Richard Collette
Richard Collette

Reputation: 5703

Visual Studio 2010: How can I build a project and not its dependencies?

I want to be able to build a web project and not its dependencies since I know that I have not modified any of the dependencies since the last build. I am looking to cut down the build time if possible. Is there a way to do this?

Upvotes: 4

Views: 1644

Answers (4)

squeegee
squeegee

Reputation: 792

To accomplish this in something I am working on, I created my own solution, added the projects I needed (including the projects I never wanted compiled), and then in the Configuration Manager turned off the check boxes for building the projects I didn't want to build, just as arora described above.

I've also made a copy of an existing solution (that had 16 components in it), saved it under new name (foo.sln -> foo.mine.sln), and then disabled the build of all the other sub-projects except the one(s) I am working on, that way I know for sure that I got the correct build settings.
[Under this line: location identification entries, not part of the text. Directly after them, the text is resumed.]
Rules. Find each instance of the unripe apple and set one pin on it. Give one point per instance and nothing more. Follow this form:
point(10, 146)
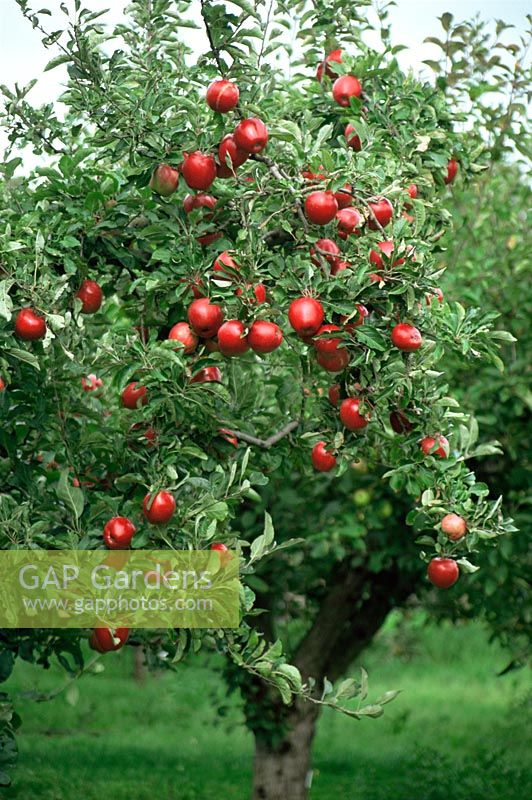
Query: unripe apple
point(164, 180)
point(406, 337)
point(222, 96)
point(352, 138)
point(350, 414)
point(182, 332)
point(321, 207)
point(251, 135)
point(382, 212)
point(199, 170)
point(454, 526)
point(344, 88)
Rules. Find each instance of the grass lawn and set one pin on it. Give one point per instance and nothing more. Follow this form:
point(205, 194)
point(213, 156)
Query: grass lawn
point(456, 732)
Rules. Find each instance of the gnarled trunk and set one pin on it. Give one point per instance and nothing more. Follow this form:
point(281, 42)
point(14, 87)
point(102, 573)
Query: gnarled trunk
point(282, 771)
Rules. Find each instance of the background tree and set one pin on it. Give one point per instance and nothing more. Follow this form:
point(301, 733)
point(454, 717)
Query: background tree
point(81, 459)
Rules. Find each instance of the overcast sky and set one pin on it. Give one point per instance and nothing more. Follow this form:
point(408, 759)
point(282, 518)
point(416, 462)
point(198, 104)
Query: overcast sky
point(22, 57)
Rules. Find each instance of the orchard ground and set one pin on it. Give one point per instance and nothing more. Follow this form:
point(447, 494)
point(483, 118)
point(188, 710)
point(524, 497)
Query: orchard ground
point(457, 730)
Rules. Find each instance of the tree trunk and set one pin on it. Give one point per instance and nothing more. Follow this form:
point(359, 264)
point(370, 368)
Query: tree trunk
point(282, 771)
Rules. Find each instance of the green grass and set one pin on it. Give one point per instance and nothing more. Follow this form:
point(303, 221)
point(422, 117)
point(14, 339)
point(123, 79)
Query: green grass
point(457, 732)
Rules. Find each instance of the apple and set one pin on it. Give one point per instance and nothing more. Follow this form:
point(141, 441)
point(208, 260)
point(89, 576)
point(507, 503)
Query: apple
point(321, 207)
point(264, 337)
point(29, 325)
point(322, 460)
point(134, 395)
point(443, 572)
point(334, 56)
point(118, 533)
point(226, 263)
point(164, 180)
point(205, 317)
point(91, 297)
point(182, 332)
point(251, 135)
point(344, 88)
point(222, 96)
point(160, 508)
point(199, 170)
point(352, 138)
point(350, 414)
point(454, 526)
point(428, 443)
point(381, 210)
point(105, 640)
point(232, 340)
point(452, 169)
point(406, 337)
point(230, 155)
point(305, 315)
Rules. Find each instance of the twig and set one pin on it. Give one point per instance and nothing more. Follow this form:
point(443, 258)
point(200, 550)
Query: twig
point(270, 441)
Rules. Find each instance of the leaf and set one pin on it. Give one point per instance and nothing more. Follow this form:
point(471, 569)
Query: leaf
point(71, 496)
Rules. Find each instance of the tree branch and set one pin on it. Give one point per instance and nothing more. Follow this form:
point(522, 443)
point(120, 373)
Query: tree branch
point(270, 441)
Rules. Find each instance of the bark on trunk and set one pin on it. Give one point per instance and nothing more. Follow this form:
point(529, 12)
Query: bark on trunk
point(283, 772)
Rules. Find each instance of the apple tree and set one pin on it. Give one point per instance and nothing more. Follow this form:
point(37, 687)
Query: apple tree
point(221, 317)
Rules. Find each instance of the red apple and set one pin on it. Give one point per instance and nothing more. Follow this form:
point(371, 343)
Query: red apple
point(350, 414)
point(222, 96)
point(199, 170)
point(344, 88)
point(406, 337)
point(264, 337)
point(182, 332)
point(322, 460)
point(205, 317)
point(232, 340)
point(321, 207)
point(251, 135)
point(164, 180)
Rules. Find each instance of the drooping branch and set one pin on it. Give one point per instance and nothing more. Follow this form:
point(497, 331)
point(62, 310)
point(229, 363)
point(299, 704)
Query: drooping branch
point(270, 441)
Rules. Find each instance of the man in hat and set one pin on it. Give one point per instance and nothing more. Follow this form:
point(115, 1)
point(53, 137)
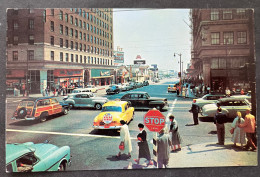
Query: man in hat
point(249, 127)
point(163, 149)
point(220, 120)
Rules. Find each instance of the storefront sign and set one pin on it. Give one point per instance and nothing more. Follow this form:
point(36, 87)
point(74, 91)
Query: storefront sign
point(100, 72)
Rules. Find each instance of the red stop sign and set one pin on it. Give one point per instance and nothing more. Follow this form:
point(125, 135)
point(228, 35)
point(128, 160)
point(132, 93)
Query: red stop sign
point(154, 120)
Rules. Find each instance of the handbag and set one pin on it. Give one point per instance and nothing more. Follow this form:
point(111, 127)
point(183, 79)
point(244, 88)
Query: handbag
point(122, 146)
point(231, 130)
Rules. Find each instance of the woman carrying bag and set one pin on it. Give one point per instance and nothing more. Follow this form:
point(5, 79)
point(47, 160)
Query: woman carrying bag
point(239, 136)
point(176, 139)
point(125, 145)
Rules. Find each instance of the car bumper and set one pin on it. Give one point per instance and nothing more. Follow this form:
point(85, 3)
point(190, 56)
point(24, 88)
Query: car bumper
point(104, 127)
point(26, 118)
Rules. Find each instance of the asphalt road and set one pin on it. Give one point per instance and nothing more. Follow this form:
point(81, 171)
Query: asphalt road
point(94, 150)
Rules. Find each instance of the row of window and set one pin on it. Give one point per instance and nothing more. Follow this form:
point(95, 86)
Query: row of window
point(227, 63)
point(83, 47)
point(228, 37)
point(79, 23)
point(82, 59)
point(77, 34)
point(78, 58)
point(226, 14)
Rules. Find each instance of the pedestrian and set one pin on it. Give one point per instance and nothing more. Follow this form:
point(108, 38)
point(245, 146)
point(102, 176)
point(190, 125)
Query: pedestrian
point(195, 111)
point(125, 140)
point(176, 138)
point(249, 127)
point(163, 149)
point(220, 120)
point(208, 89)
point(242, 92)
point(144, 151)
point(227, 91)
point(239, 136)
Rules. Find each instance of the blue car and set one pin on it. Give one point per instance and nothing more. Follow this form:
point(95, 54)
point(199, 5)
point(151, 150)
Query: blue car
point(30, 157)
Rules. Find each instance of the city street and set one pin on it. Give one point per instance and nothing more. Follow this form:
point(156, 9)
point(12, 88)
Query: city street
point(92, 149)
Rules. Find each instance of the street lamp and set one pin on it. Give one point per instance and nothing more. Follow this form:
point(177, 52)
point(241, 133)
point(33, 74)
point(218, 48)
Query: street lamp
point(180, 65)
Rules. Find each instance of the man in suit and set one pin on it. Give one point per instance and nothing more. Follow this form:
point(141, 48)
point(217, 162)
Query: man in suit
point(163, 149)
point(220, 120)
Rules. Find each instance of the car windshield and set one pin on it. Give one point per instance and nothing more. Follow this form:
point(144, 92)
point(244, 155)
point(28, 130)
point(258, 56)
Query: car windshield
point(26, 103)
point(111, 109)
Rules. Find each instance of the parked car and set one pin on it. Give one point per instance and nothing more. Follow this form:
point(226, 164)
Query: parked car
point(146, 83)
point(30, 157)
point(39, 109)
point(126, 87)
point(172, 88)
point(143, 100)
point(208, 99)
point(81, 90)
point(111, 114)
point(92, 88)
point(229, 106)
point(113, 89)
point(88, 100)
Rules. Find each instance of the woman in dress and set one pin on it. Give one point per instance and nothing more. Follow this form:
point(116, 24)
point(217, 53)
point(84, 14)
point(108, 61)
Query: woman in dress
point(176, 139)
point(144, 151)
point(125, 138)
point(239, 136)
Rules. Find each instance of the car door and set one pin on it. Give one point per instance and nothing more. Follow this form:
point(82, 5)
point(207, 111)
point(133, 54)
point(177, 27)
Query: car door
point(85, 100)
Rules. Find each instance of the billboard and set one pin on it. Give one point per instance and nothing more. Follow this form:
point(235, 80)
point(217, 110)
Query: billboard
point(118, 57)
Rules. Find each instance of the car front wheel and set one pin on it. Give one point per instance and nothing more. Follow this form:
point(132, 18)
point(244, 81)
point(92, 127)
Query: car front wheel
point(98, 106)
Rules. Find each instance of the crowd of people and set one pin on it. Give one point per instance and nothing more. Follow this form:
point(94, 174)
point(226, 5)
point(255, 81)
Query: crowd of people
point(166, 142)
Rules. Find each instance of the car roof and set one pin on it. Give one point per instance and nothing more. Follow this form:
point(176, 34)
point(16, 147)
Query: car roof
point(115, 103)
point(231, 99)
point(137, 92)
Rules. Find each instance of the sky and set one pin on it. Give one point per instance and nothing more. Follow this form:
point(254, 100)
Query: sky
point(155, 34)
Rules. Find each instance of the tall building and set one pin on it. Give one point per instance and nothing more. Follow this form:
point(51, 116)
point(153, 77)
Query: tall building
point(222, 46)
point(55, 47)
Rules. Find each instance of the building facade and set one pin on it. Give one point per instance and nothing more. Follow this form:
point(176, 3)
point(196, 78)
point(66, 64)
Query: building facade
point(56, 47)
point(221, 47)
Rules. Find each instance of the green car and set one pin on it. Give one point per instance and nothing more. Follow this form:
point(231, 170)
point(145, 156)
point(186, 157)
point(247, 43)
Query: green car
point(30, 157)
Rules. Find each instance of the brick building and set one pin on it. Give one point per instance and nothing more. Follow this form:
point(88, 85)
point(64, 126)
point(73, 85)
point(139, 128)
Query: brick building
point(55, 47)
point(221, 47)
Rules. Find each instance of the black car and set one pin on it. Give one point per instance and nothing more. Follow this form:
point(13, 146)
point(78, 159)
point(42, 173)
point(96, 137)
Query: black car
point(113, 89)
point(142, 100)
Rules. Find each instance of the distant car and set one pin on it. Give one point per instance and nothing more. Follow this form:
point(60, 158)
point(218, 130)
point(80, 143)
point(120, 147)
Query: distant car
point(88, 100)
point(143, 100)
point(126, 87)
point(172, 88)
point(111, 114)
point(146, 83)
point(81, 90)
point(92, 88)
point(30, 157)
point(229, 106)
point(208, 99)
point(113, 89)
point(39, 109)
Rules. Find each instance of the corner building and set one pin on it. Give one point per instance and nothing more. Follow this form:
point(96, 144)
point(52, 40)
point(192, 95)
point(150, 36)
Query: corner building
point(56, 47)
point(221, 47)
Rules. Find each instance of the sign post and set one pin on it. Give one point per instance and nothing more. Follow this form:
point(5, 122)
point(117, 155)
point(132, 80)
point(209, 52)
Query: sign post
point(154, 120)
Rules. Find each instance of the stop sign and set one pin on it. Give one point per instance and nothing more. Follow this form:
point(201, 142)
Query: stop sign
point(154, 120)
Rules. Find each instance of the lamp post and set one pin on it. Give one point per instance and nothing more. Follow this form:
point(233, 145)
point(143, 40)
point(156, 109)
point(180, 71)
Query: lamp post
point(180, 66)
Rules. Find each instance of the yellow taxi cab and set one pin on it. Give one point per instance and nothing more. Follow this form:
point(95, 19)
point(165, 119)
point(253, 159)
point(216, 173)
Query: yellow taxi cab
point(172, 88)
point(111, 114)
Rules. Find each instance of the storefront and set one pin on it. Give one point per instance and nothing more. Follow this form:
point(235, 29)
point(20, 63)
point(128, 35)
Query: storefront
point(101, 77)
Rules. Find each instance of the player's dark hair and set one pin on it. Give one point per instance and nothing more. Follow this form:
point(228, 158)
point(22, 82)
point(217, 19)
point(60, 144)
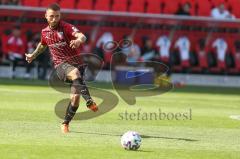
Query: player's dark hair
point(54, 6)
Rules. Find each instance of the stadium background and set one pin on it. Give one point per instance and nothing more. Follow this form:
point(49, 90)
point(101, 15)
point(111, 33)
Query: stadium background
point(205, 76)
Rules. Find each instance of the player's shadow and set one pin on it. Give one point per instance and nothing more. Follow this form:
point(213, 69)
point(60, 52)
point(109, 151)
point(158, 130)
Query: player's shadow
point(170, 138)
point(143, 136)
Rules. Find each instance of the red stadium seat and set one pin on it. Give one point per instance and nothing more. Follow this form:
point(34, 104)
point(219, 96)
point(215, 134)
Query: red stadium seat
point(216, 3)
point(154, 6)
point(85, 4)
point(171, 7)
point(33, 3)
point(120, 5)
point(69, 4)
point(234, 5)
point(103, 5)
point(45, 3)
point(137, 6)
point(204, 8)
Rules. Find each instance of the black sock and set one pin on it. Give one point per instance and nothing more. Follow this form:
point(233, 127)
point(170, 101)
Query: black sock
point(79, 87)
point(70, 112)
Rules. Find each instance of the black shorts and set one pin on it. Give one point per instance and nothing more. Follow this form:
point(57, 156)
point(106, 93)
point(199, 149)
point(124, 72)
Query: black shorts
point(63, 70)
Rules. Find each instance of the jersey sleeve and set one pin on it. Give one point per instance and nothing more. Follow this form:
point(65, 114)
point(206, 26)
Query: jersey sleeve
point(70, 30)
point(43, 42)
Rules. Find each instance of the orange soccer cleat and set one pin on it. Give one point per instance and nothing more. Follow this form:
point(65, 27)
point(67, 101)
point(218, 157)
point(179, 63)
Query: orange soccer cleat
point(65, 128)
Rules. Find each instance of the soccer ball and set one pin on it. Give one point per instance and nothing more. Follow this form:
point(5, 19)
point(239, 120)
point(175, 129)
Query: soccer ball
point(131, 140)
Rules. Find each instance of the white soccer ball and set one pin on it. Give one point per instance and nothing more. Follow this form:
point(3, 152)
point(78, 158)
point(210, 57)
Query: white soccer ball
point(131, 140)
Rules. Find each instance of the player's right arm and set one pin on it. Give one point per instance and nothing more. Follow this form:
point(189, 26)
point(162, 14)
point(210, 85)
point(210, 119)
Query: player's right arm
point(40, 48)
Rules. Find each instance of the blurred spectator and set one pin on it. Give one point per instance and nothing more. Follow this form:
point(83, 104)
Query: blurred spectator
point(184, 9)
point(148, 51)
point(221, 13)
point(221, 49)
point(16, 46)
point(132, 52)
point(202, 54)
point(10, 2)
point(183, 46)
point(163, 43)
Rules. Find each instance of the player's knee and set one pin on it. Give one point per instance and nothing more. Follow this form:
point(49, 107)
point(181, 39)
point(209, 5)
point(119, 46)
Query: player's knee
point(75, 99)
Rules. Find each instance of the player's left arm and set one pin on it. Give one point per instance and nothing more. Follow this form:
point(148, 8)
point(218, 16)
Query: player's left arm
point(80, 38)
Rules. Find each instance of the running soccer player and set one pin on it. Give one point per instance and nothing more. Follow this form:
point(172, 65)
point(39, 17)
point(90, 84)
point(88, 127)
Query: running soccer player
point(63, 40)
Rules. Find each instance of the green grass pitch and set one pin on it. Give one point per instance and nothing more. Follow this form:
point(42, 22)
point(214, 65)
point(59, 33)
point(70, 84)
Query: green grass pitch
point(29, 128)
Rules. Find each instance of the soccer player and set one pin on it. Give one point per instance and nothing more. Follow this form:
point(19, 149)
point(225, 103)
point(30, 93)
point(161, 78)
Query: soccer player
point(63, 40)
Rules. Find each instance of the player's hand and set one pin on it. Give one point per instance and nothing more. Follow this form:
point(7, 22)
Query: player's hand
point(75, 43)
point(29, 58)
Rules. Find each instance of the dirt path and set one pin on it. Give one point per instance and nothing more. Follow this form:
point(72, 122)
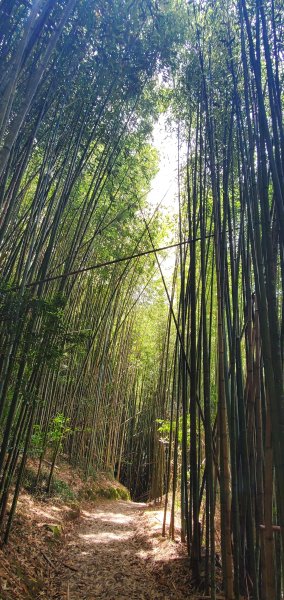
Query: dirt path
point(116, 552)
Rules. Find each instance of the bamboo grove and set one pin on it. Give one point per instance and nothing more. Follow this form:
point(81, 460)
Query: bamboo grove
point(174, 386)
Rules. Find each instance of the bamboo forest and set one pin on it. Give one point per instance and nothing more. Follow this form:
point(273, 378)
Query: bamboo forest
point(141, 299)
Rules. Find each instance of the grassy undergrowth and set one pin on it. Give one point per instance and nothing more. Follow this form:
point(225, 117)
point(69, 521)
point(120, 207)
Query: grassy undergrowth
point(99, 486)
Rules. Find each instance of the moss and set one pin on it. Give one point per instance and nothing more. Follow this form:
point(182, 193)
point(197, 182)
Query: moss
point(59, 488)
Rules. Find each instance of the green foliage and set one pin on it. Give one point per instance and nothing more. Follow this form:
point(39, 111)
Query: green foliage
point(164, 426)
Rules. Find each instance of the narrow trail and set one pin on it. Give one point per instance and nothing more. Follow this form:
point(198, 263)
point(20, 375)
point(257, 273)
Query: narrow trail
point(117, 552)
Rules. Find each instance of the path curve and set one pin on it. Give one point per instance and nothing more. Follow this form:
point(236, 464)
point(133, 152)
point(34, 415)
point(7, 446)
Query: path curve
point(109, 555)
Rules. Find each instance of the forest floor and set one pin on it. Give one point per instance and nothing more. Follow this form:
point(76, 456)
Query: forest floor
point(98, 549)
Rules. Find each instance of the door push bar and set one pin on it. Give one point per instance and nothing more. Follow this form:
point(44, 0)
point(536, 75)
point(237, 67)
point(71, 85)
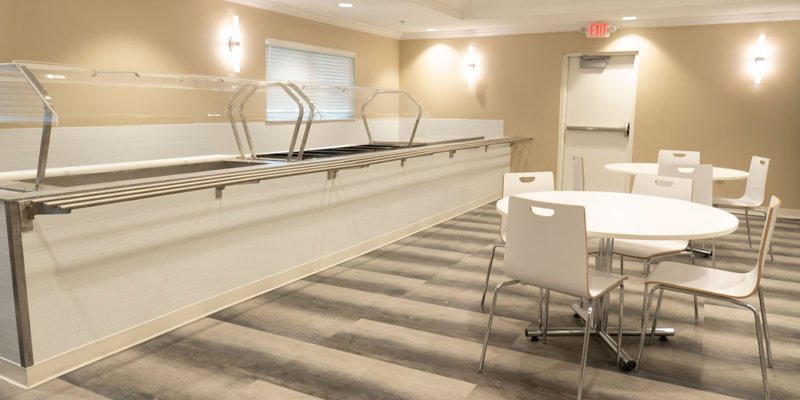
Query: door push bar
point(625, 129)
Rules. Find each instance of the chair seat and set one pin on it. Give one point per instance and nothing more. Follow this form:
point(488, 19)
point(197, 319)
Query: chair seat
point(736, 202)
point(601, 282)
point(702, 279)
point(648, 248)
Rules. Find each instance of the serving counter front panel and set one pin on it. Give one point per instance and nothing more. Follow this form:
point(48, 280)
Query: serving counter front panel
point(104, 278)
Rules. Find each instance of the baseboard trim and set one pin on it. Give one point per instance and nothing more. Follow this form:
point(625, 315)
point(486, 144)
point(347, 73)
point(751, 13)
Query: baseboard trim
point(54, 367)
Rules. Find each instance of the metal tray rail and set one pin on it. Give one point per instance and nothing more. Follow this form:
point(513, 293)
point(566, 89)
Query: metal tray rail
point(65, 202)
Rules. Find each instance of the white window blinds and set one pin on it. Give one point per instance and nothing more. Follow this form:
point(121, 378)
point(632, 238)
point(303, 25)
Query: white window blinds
point(296, 62)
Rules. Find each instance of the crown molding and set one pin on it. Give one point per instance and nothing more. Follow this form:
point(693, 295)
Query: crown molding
point(296, 12)
point(512, 30)
point(660, 23)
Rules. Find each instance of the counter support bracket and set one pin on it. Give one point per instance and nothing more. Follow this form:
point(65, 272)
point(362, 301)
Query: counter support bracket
point(28, 210)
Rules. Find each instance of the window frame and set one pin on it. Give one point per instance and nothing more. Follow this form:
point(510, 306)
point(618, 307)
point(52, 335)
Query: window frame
point(308, 48)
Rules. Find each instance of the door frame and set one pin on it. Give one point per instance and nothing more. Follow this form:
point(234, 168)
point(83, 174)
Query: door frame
point(562, 115)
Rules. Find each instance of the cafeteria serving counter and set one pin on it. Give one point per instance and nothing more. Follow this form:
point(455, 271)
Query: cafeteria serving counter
point(99, 258)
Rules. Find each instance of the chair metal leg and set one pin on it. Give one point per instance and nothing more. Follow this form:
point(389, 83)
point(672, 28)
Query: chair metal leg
point(540, 321)
point(489, 272)
point(713, 253)
point(619, 325)
point(546, 314)
point(585, 352)
point(648, 300)
point(655, 317)
point(766, 326)
point(491, 317)
point(696, 311)
point(747, 224)
point(760, 337)
point(771, 255)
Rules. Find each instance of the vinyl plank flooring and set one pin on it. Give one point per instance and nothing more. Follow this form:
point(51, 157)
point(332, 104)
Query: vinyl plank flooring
point(405, 322)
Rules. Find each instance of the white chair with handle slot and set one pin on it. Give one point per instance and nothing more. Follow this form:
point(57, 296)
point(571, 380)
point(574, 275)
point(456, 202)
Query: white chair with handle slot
point(754, 192)
point(730, 286)
point(546, 247)
point(517, 183)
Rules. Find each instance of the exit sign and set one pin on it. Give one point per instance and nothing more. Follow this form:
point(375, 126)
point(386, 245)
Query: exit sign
point(598, 30)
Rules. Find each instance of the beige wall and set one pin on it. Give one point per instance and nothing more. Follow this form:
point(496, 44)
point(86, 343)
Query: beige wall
point(174, 36)
point(694, 92)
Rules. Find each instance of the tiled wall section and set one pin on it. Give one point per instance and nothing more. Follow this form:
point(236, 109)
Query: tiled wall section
point(98, 271)
point(9, 346)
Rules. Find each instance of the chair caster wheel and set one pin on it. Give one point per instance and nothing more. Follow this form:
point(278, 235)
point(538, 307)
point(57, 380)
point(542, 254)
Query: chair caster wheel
point(628, 366)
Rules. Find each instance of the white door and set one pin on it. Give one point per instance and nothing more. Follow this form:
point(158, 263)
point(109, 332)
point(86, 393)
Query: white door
point(597, 118)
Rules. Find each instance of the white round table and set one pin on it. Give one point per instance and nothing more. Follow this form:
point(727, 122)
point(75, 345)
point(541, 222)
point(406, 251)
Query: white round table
point(719, 174)
point(635, 216)
point(613, 215)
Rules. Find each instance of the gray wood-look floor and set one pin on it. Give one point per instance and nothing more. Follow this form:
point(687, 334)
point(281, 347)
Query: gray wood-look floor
point(404, 322)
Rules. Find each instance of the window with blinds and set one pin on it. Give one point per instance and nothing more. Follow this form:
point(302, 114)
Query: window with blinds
point(287, 61)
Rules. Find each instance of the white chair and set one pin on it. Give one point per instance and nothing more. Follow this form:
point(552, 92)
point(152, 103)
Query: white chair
point(647, 250)
point(517, 183)
point(754, 192)
point(681, 157)
point(702, 176)
point(546, 247)
point(578, 173)
point(733, 287)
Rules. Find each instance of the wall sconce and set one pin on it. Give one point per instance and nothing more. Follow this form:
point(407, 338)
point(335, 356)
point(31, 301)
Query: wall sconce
point(760, 61)
point(235, 44)
point(471, 70)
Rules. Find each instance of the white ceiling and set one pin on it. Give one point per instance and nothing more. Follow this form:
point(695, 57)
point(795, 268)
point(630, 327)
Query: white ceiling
point(409, 19)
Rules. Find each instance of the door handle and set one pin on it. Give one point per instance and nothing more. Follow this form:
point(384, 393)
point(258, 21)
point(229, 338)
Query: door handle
point(624, 129)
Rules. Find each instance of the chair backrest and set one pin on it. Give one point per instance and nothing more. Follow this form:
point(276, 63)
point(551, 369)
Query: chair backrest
point(755, 274)
point(577, 173)
point(682, 157)
point(546, 246)
point(663, 186)
point(702, 177)
point(524, 182)
point(755, 189)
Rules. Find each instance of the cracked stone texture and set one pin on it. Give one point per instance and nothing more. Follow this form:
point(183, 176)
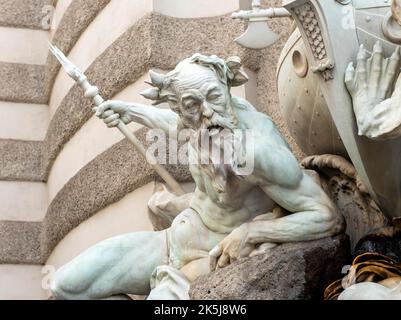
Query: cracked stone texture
point(22, 83)
point(293, 271)
point(76, 19)
point(20, 160)
point(20, 242)
point(24, 13)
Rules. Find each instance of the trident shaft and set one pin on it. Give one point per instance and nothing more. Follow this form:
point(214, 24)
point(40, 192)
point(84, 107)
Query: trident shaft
point(93, 92)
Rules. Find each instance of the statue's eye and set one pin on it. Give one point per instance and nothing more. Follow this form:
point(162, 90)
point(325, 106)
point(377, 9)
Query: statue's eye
point(192, 106)
point(214, 95)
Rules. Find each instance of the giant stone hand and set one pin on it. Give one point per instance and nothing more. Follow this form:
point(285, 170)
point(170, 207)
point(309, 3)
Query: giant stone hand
point(376, 100)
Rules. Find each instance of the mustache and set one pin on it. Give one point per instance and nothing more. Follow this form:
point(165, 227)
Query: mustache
point(218, 120)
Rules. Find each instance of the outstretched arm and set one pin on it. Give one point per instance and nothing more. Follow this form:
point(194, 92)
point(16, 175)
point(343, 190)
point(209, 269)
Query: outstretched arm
point(376, 93)
point(113, 111)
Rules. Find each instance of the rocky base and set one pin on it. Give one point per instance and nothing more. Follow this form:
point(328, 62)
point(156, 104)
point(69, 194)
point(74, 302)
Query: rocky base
point(294, 271)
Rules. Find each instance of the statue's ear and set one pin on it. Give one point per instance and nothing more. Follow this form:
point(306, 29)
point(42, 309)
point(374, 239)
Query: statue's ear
point(236, 73)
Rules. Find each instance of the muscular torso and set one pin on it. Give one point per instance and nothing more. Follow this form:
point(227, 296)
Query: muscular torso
point(224, 211)
point(240, 199)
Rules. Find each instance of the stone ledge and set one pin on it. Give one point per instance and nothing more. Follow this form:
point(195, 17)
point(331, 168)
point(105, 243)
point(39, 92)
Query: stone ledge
point(21, 160)
point(22, 83)
point(23, 13)
point(293, 271)
point(104, 181)
point(20, 242)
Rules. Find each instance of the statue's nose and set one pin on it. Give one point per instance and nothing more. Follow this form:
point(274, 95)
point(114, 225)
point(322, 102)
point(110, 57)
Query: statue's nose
point(207, 110)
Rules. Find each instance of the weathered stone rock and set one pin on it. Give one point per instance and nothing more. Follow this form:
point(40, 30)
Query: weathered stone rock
point(293, 271)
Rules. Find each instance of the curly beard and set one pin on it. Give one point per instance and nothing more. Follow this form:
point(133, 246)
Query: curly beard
point(215, 148)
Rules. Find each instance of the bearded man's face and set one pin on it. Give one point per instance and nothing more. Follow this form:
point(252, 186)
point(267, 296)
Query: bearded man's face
point(203, 102)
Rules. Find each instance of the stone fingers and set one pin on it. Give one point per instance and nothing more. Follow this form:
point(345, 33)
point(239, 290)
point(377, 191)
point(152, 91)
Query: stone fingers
point(376, 68)
point(350, 78)
point(393, 69)
point(361, 67)
point(214, 255)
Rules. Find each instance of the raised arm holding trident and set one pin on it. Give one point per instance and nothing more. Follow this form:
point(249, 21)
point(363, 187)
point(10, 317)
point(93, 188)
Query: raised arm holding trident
point(230, 215)
point(93, 92)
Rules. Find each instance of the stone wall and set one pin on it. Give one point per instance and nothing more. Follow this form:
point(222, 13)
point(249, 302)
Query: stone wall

It's not the simplest solution, but it works well for me, and takes less than 2 minutes to set up and is easy to understand. I normally add the new solution to the version control ignore list so that it never gets checked in.

Upvotes: 2

Anand M Arora
Anand M Arora

Reputation: 372

You could have a solution by

  • check the setting in Tools >> Options >> Projects and Solutions >>
    Build and Run setting : Only build startup projects and dependencies on Run.
  • OR If you want to go for sophistication then :
    1. build >> Configuration Manager
    2. from the "Active solution configuration:" dropdown select ""
    3. give a name to your configuration and keep checked the "Create new project configurations" checkbox.
    4. and then choose that config that you want and set the build or not check boxes.

Upvotes: 5

spinon
spinon

Reputation: 10847

Well one way would be to remove project references. Instead stick to dll references. You could use a post build script for dependent projects that copy the updated dll to the web project whenever they change.

Upvotes: 0

Ryan Christensen
Ryan Christensen

Reputation: 7933

Rather than project references you can just add the references to the dlls directly (the Add Reference dialog has tabs for these types, choose browse rather than project and remove the other projects from your solution). I typically create a full lib and web project solution for major development. Then just a solution for the website project for fixes where I don't need updated libs/dlls.

Although it is nice to have them autocompile if they have changed during heavy development. If they haven't changed it just refreshes them and recopies them to the bin folder.